Bayern

Söder hält Vorstoß zur Mitversicherung von Partnern für unzureichend

Schon am 29. April soll die Gesundheitsreform durchs Bundeskabinett. Über den bisherigen Entwurf der Ministerin wird aber noch gerungen.

19.04.2026, 19:26 Uhr

In der Diskussion über mögliche Einschränkungen bei der beitragsfreien Mitversicherung von Ehepartnern in der gesetzlichen Krankenversicherung hat Bundesgesundheitsministerin Nina Warken Anpassungen an ihren Reformplänen nicht ausgeschlossen. In der ARD-Sendung „Bericht aus Berlin“ erklärte die CDU-Politikerin, dass die Gespräche dazu noch liefen und grundsätzlich Bereitschaft bestehe, weiter zu verhandeln.
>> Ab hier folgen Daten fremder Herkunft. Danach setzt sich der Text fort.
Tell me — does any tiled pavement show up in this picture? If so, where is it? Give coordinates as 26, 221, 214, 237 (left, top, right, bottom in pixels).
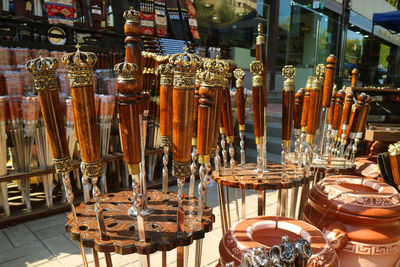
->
0, 183, 277, 267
Zugleich verwies Warken auf das parlamentarische Verfahren, in dem Änderungen am Gesetzentwurf weiterhin möglich seien. Ihren bisherigen Vorschlag bezeichnete sie als sozial ausgewogen und als einen Kompromiss. CSU-Chef Markus Söder nannte den Entwurf in der Sendung zwar einen ersten Schritt in die richtige Richtung, machte aber deutlich, dass er aus seiner Sicht nicht weit genug gehe.

Nach einem Referentenentwurf aus dem Gesundheitsministerium, den das Bundeskabinett bereits am 29. April verabschieden soll, müssten gesetzlich Versicherte mit bislang beitragsfrei mitversicherten Ehepartnern ab 2028 einen Zuschlag von 3,5 Prozent zahlen.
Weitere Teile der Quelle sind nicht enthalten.